Abstract

This article attempts to elaborate on the Russian case in the context of debates on postcoloniality. It opens with the case of Slavophiles of the 1830s-40s, which shows that a colonial situation can be identified as an acute epistemological problem regardless of the actual colonial experience. The discussion continues with the case of Eurasians of the 1920s-30s, which illustrates that a colonial situation can be experienced regardless of the actual figure of the colonized, and that a postcolonial theory can espouse deeply conservative scenarios of emancipation and have a hidden restorationist agenda. The next case is the Soviet experiment highlighting that even when the figure of the colonized and oppressed is objectively present, the most powerful political intervention cannot change the structural relationships of domination and control. Soviet postcoloniality essentially shows that the colonial situation tends to reproduce itself, only changing hegemonic discourses and identifying different hegemons and subalterns, or their different combinations. Finally, the authors turn to "post-Soviet postcoloniality," which, unlike the South Asian subaltern studies project that aspired to bring back historical agency and subjectivity to the most oppressed categories of the colonized, serves the goal of claiming essentially subaltern status for the nation as a desirable historical position of zero agency and hence zero responsibility. The authors conclude that the colonial situation will continue to reveal itself in "unexpected" and "paradoxical" examples for as long as the preceding "imperial situation" is not "disenchanted" and deconstructed. The last part of the article introduces the concept of "imperial situation." The authors contend that an imperial situation (instead of the essentialized "empire") can emerge (or be identified) not only in empire but also in modern nation-states, which will not turn them into "empires." However, this identification can provide an impetus to a local school of postcolonial analysis and explain its "unexpected" emergence in the absence of any formally recognizable "colonial situation."

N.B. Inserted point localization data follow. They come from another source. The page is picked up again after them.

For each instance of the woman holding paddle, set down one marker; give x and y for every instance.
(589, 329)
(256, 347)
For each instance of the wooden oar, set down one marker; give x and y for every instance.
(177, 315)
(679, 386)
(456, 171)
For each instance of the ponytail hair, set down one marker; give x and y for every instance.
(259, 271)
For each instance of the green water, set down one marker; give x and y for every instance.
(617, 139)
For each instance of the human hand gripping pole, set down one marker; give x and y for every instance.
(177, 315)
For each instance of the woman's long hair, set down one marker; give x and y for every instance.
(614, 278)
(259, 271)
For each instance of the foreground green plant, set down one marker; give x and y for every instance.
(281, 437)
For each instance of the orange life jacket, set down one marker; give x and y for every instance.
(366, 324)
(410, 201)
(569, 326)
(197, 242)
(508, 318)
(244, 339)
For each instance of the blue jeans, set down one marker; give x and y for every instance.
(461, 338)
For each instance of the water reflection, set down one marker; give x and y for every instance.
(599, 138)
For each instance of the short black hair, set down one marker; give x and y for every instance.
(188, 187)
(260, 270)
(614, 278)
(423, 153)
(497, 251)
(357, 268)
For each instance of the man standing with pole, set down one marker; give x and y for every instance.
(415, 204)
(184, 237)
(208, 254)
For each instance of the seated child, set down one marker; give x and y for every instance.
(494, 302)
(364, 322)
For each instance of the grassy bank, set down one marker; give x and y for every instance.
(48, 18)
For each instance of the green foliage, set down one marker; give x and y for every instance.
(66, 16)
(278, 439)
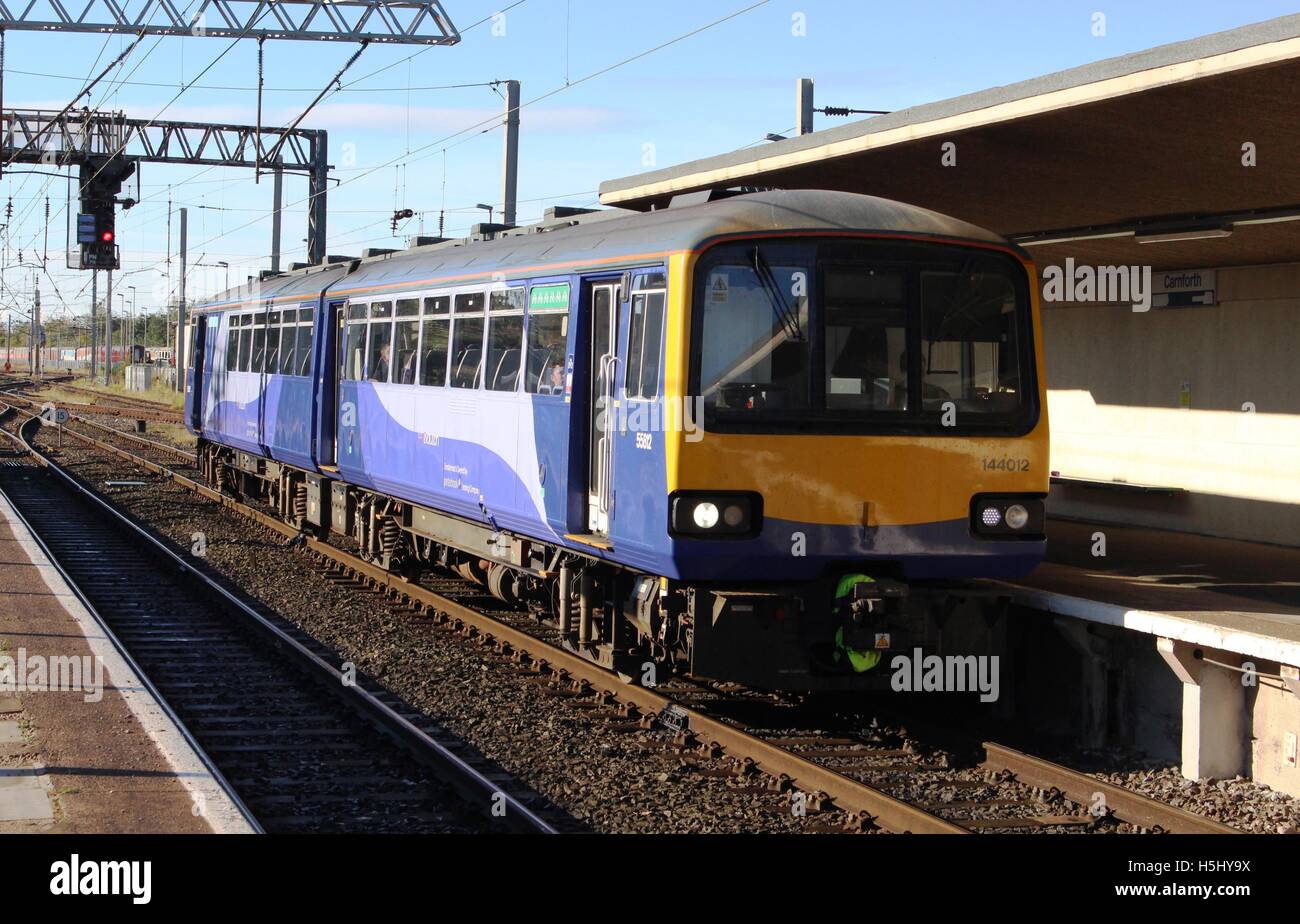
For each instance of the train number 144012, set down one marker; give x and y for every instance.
(1005, 464)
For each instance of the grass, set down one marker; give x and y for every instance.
(160, 393)
(176, 434)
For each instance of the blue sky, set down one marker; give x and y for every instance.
(722, 89)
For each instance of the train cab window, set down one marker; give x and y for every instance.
(865, 321)
(378, 351)
(354, 351)
(645, 342)
(505, 338)
(233, 345)
(547, 338)
(467, 341)
(406, 341)
(436, 329)
(969, 342)
(306, 320)
(245, 342)
(754, 337)
(272, 342)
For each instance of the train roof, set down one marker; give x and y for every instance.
(609, 239)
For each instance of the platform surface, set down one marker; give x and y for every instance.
(1229, 594)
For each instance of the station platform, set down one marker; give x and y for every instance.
(1223, 616)
(1226, 594)
(103, 757)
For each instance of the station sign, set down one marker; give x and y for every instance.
(549, 296)
(52, 415)
(1184, 289)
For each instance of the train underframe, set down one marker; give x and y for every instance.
(831, 634)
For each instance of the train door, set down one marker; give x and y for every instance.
(198, 365)
(601, 417)
(329, 359)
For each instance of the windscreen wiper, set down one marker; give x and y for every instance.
(788, 320)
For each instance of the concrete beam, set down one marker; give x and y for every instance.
(1095, 656)
(1216, 731)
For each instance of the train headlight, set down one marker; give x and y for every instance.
(722, 515)
(705, 513)
(1009, 517)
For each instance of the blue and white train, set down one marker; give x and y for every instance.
(727, 436)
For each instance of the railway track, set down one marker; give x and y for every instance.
(300, 747)
(845, 780)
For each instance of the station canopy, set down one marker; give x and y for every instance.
(1140, 159)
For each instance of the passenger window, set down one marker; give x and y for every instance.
(245, 342)
(467, 346)
(645, 341)
(378, 356)
(355, 351)
(505, 339)
(433, 339)
(547, 339)
(304, 341)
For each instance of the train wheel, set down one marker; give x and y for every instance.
(502, 585)
(472, 569)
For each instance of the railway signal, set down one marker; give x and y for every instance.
(96, 224)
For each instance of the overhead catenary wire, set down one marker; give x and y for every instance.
(432, 147)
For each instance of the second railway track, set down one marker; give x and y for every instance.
(302, 749)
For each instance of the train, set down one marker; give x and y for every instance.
(752, 437)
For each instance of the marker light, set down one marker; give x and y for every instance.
(705, 515)
(1017, 516)
(715, 515)
(1008, 516)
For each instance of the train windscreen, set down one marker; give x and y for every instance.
(863, 337)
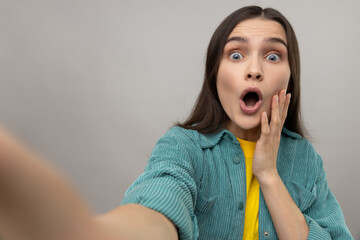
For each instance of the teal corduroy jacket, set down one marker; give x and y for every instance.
(198, 182)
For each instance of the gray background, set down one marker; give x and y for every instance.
(92, 85)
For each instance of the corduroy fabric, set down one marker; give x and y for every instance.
(199, 182)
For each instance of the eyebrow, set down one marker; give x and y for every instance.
(270, 39)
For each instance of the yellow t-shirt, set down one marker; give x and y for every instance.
(251, 225)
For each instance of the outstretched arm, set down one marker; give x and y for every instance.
(288, 220)
(38, 203)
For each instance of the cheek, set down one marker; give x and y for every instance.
(226, 81)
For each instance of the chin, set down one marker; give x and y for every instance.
(248, 123)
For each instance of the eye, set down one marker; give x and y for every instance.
(273, 57)
(236, 56)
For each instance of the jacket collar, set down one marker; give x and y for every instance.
(212, 139)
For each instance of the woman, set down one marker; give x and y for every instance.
(239, 167)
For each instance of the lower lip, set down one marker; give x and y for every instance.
(250, 110)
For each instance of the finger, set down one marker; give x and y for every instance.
(275, 117)
(265, 129)
(286, 108)
(282, 100)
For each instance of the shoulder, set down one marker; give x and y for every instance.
(196, 139)
(298, 159)
(292, 142)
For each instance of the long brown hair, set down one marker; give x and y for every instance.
(208, 115)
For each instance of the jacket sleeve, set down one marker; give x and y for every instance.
(324, 217)
(167, 184)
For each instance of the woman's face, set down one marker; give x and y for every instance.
(254, 67)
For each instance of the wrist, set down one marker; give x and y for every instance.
(268, 178)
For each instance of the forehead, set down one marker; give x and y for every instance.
(258, 28)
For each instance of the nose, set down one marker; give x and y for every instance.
(254, 71)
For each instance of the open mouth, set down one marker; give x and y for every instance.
(250, 100)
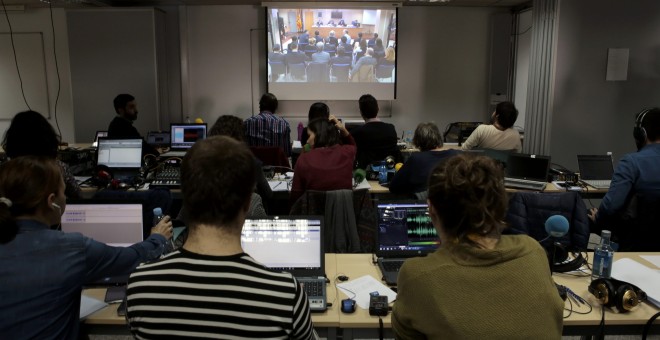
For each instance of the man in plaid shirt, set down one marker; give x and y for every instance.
(267, 129)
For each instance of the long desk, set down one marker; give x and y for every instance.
(360, 324)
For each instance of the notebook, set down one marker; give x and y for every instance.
(293, 244)
(158, 138)
(404, 230)
(529, 172)
(115, 224)
(123, 157)
(183, 137)
(99, 134)
(596, 170)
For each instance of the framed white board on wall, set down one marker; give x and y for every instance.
(32, 65)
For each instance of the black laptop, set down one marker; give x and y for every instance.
(528, 172)
(293, 244)
(115, 224)
(183, 137)
(404, 230)
(122, 155)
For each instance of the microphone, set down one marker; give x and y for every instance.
(556, 226)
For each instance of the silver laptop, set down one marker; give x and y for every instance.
(122, 155)
(293, 244)
(183, 137)
(404, 231)
(115, 224)
(527, 172)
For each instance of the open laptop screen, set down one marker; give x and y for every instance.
(406, 228)
(120, 153)
(184, 136)
(595, 167)
(288, 243)
(529, 167)
(115, 224)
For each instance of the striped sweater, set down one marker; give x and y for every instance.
(189, 295)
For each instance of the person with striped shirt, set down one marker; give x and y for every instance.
(210, 288)
(268, 129)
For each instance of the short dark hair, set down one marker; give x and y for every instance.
(325, 133)
(467, 192)
(506, 114)
(122, 100)
(268, 102)
(651, 123)
(26, 182)
(427, 136)
(228, 125)
(217, 180)
(30, 134)
(318, 110)
(368, 106)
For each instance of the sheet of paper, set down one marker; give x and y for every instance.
(359, 290)
(655, 259)
(648, 279)
(89, 305)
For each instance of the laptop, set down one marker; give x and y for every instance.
(158, 138)
(123, 156)
(99, 134)
(293, 244)
(528, 172)
(183, 137)
(115, 224)
(404, 231)
(596, 170)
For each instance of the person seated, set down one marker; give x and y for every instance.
(329, 163)
(390, 57)
(413, 176)
(30, 134)
(629, 209)
(375, 139)
(266, 128)
(276, 55)
(320, 56)
(475, 264)
(211, 279)
(342, 58)
(500, 135)
(44, 269)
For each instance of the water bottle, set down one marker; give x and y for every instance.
(603, 257)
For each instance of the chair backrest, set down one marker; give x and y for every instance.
(317, 72)
(340, 72)
(271, 155)
(364, 75)
(528, 212)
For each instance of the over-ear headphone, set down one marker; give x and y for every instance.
(639, 133)
(620, 296)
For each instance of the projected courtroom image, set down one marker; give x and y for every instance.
(331, 45)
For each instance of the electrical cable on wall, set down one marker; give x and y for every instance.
(13, 47)
(57, 69)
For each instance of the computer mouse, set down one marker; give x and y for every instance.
(348, 306)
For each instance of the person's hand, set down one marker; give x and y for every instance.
(164, 227)
(592, 214)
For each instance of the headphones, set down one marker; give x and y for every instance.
(639, 133)
(620, 296)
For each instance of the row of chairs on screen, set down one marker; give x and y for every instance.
(322, 72)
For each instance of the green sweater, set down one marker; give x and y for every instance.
(463, 292)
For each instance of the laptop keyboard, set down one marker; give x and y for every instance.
(392, 266)
(599, 184)
(523, 184)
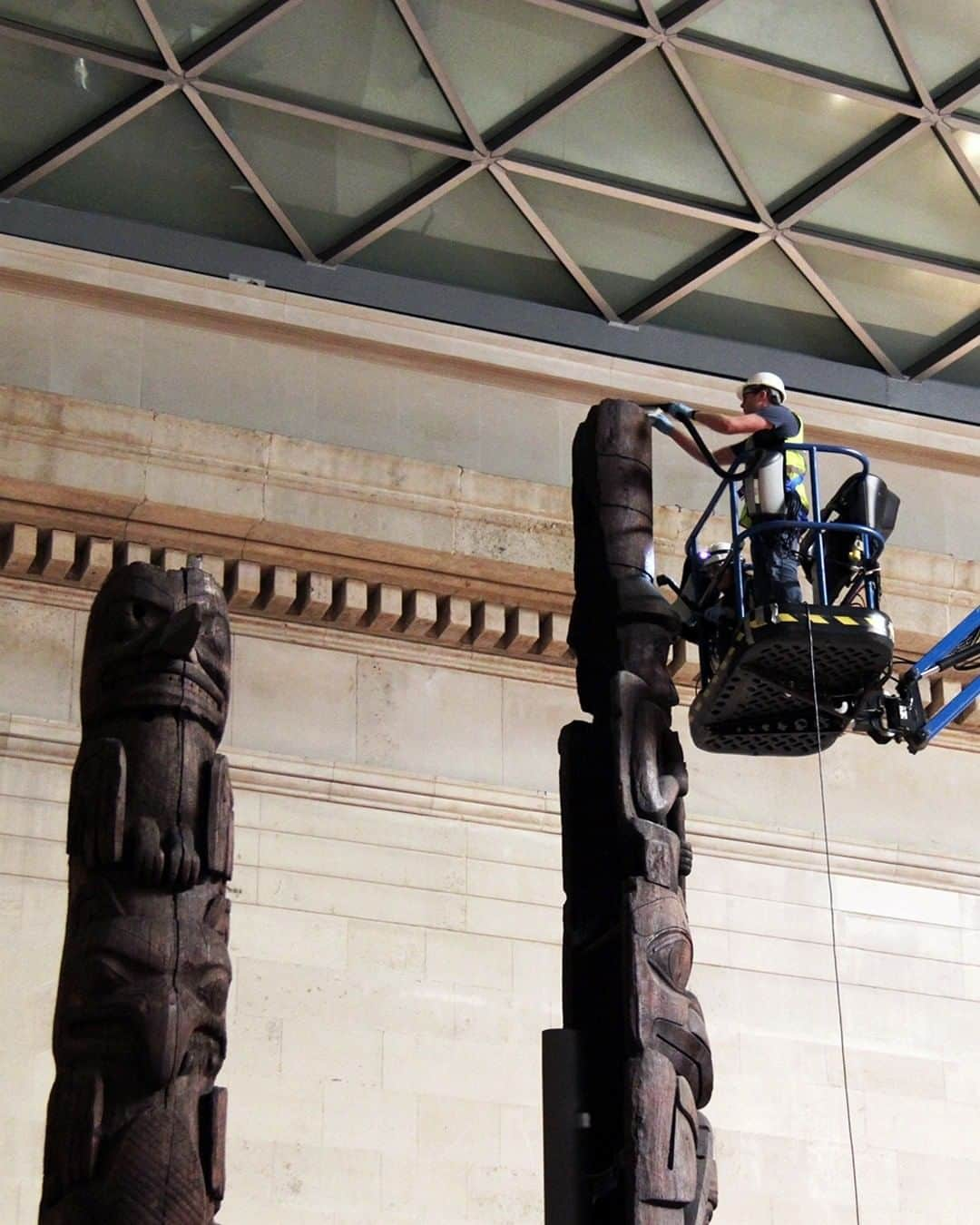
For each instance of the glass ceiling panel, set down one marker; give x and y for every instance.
(328, 181)
(189, 26)
(786, 135)
(908, 311)
(765, 300)
(354, 56)
(114, 24)
(625, 7)
(164, 167)
(627, 250)
(842, 38)
(944, 35)
(475, 237)
(966, 370)
(914, 199)
(506, 55)
(45, 95)
(639, 130)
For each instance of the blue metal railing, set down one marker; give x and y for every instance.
(818, 527)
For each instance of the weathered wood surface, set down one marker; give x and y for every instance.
(644, 1067)
(135, 1122)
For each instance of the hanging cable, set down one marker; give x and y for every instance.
(833, 923)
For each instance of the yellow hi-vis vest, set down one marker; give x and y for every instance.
(781, 472)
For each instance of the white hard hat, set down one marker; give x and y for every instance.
(766, 378)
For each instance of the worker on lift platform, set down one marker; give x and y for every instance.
(791, 681)
(774, 489)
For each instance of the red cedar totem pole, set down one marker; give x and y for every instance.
(625, 1141)
(135, 1124)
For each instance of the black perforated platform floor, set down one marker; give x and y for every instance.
(760, 702)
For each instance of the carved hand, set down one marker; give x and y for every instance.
(171, 861)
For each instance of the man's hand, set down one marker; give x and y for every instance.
(679, 412)
(659, 420)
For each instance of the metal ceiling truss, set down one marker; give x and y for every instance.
(931, 115)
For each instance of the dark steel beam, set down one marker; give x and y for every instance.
(801, 76)
(554, 244)
(332, 119)
(79, 46)
(962, 122)
(160, 38)
(685, 13)
(77, 142)
(720, 141)
(867, 250)
(958, 154)
(249, 174)
(849, 320)
(450, 305)
(597, 16)
(405, 210)
(618, 62)
(443, 79)
(260, 18)
(946, 354)
(648, 198)
(648, 7)
(902, 52)
(843, 174)
(693, 279)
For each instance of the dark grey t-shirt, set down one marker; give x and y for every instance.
(783, 426)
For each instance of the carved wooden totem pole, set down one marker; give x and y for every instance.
(135, 1122)
(625, 1142)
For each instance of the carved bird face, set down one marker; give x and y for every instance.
(157, 641)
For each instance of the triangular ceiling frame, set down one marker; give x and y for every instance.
(923, 114)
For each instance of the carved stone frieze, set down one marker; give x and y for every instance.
(642, 1066)
(135, 1121)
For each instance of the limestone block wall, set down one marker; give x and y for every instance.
(386, 505)
(116, 332)
(396, 941)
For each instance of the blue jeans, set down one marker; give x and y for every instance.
(776, 573)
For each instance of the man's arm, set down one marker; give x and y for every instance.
(661, 422)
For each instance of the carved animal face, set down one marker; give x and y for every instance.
(157, 641)
(143, 989)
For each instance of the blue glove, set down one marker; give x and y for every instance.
(659, 420)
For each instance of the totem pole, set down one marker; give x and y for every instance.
(623, 1081)
(135, 1124)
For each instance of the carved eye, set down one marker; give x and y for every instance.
(133, 618)
(671, 953)
(212, 990)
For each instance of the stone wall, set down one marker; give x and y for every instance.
(394, 534)
(396, 937)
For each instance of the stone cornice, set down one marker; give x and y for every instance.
(331, 539)
(426, 797)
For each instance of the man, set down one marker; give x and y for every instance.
(777, 487)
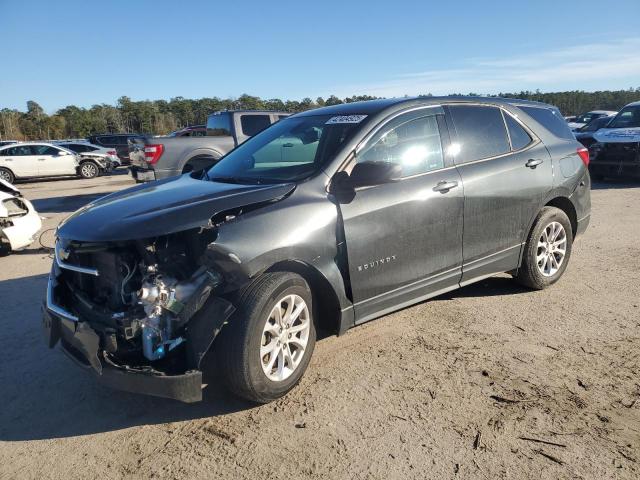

Настоящая статья представляет собой попытку осмыслить российский исторический и современный опыт в контексте дискуссий о постколониальности. Первый раздел, посвященный славянофилам, показывает, что колониальная ситуация может быть осознана как острая эпистемологическая проблема независимо от наличия реального колониального опыта. Во втором разделе речь идет о евразийцах, чей опыт свидетельствует, что колониальная ситуация может "переживаться" независимо от наличия реальной фигуры колонизированного. Рожденная в таких условиях постколониальная теория может предполагать глубоко консервативные сценарии эмансипации и нести в себе скрытую реставрационную программу. Далее авторы обращаются к советскому эксперименту, который демонстрирует, что даже при наличии колонизатора и колонизированного субъекта, радикальная политическая интервенция не способна изменить структурные отношения доминирования и контроля. Советский опыт свидетельствует, что колониальная ситуация стремится к самовоспроизводству, лишь меняя гегемонные дискурсы и выдвигая новых гегемонов и субалтернов или их новые комбинации. Наконец, авторы обращаются к постсоветскому опыту. В отличие от юговосточной субалтерной теории, направленной на возвращение исторической и политической субъектности наиболее угнетенным категориям колонизированных, постсоветская постколониальность характеризуется тем, что нации заявляют о собственной субалтерности ради отказа от исторической субъективности и ответственности за прошлое. Авторы делают вывод, что колониальная ситуация продолжит проявляться в "неожиданных" и "парадоксальных" вариантах, если анализу и деконструкции не подвергнется предшествующая "имперская ситуация". Последний раздел статьи вводит понятие "имперской ситуации". Авторы указывают, что "имперская ситуация" (вместо эссенциализированной "империи") может быть идентифицирована не только в империях, но и в национальных государствах, что не превращает их в империи. Однако это объясняет как возникновение местной школы постколониального анализа, так и ее "неожиданное" возникновение при формальном отсутствии "колониальной ситуации".